他走到主位坐下,指了指对面的椅子:“坐。”
李福谢过,重新坐下。
李逸尘看着他,开门见山:“李管家,族叔让你来,有什么事?”
李福从袖中取出一封信,双手呈上。
“郎君,这是家主给您的亲笔信。”
李逸尘接过信,拆开,展开。
信是李道玄写的,字迹端正有力。
信中说,朝廷要开发西州,听说只让江南世家去,不让关陇和山东去。
李家是关陇世家,也有能力参与西州开发。
问李逸尘,李家要不要争取一下。
李逸尘看完信,沉默了片刻。
然后他抬起头,看着李福。
“李管家,请你回复族叔。当下不宜参与西州开发这件事。”
李福愣了一下:“郎君,为什么?家主说,西州开发是大事,李家不能错过。”
李逸尘说:“李家没有错过。只是现在不是时候。西州开发,朝廷才刚开始,很多事还没定下来。现在去争,不但争不到,还会得罪人。”

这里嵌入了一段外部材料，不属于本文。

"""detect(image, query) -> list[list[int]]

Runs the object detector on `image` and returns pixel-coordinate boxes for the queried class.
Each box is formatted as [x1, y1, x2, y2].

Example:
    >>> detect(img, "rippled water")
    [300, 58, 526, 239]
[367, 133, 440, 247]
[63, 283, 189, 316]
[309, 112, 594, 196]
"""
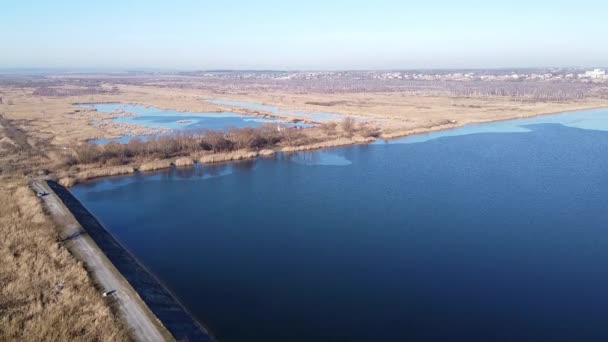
[72, 108, 608, 341]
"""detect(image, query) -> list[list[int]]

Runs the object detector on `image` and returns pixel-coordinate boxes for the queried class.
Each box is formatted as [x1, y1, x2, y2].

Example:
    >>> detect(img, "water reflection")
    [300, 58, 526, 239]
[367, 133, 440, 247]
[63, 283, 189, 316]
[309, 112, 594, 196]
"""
[232, 160, 257, 172]
[173, 165, 198, 179]
[288, 151, 352, 166]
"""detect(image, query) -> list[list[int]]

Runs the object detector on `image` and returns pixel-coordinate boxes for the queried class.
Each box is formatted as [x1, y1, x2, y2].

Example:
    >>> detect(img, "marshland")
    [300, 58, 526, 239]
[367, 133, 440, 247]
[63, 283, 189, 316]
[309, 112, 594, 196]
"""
[2, 66, 608, 341]
[2, 1, 608, 340]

他顿了顿,继续说:“等西州开发的事定下来了,等朝廷的方略明确了,等西州的城池建起来了,等西州的商路通了,那时候再去,才是最好的时机。”
李福听着,若有所思。
“郎君,那家主问,李家什么时候可以去?”
李逸尘说:“等逸尘通知。到时候,逸尘会给族叔写信。”
李福点头:“那老奴就回去跟家主说了。”
他站起身,躬身行礼:“郎君,老奴告退。”
李逸尘也站起身,拱手还礼:“李管家慢走。”
李福转身,推门出去。
书房里只剩下李逸尘一人。
他坐在那里,望着门口,沉默了很久。
然后他拿起那封信,又看了一遍。
李道玄的字写得很端正,每一个字都像是经过反复斟酌。
他在信中说,李家是关陇世家,也有能力参与西州开发。
这话没错。
李家确实有能力。
但李逸尘知道,现在不是时候。
西州开发,朝廷才刚开始,很多事还没定下来。
而且,李逸尘有自己的计划。
他不想让李家太早介入西州开发。
因为太早介入,李家就会成为众矢之的。
那些没去成的世家,会把怨气撒在李家身上。
等西州开发的事定下来了,等朝廷的方略明确了,等西州的城池建起来了,等西州的商路通了,那时候再去,才是最好的时机。
那时候,西州已经发展起来了,去那里做生意能赚钱。
李家去了,不会被人说抢食,只会被人说有眼光。
李逸尘把信收好,放在抽屉里。
他站起身,走到窗前。
窗外,夜色已经降临,院子里黑漆漆的,只有远处工坊里还亮着一点灯。
他站在那里,望着那片黑暗,沉默了很久。
然后他转身,走出书房。
他还有事要做。
皇宫,偏殿。
李治回到殿中,天色已经暗了。
他走进书房,关上门,在书案后坐下。
他没有点灯,就那样坐在黑暗里,望着窗外的夜色。
他的脑子里,还在转着李泰说的那些话。
去西州,有好处。
去了西州,他就能有自己的势力范围。
去了西州,他就能参与西州开发的大工程。
去了西州,父皇就会觉得他懂事,知道为朝廷分忧。
这些好处,他都知道。
但他也知道,去西州有风险。
西州太远了,离长安几千里。去了那里,人生地不熟,没有朋友,没有靠山。万一出了什么事,他连个商量的人都没有。
而且,西州那地方,胡汉杂处,情况复杂。
他一个十六岁的皇子,能镇得住吗?
李治想到这里,心里有些犹豫。
他站起身,走到窗前,推开窗户。
夜风带着凉意涌进来,吹得他衣袂翻飞。
他望着远处皇宫的方向,沉默了很久。
然后他有了一个决定。
这件事,他不能只听李泰的。
他要去问问李逸尘。
李逸尘是太子最信任的人,也是他认识的人中最聪明的人。
况且李逸尘还挂着晋王府官职。
李逸尘的意见,比李泰的意见更值得参考。
他关上门,走到书案后坐下。
他决定明天去格物学院,找李逸尘。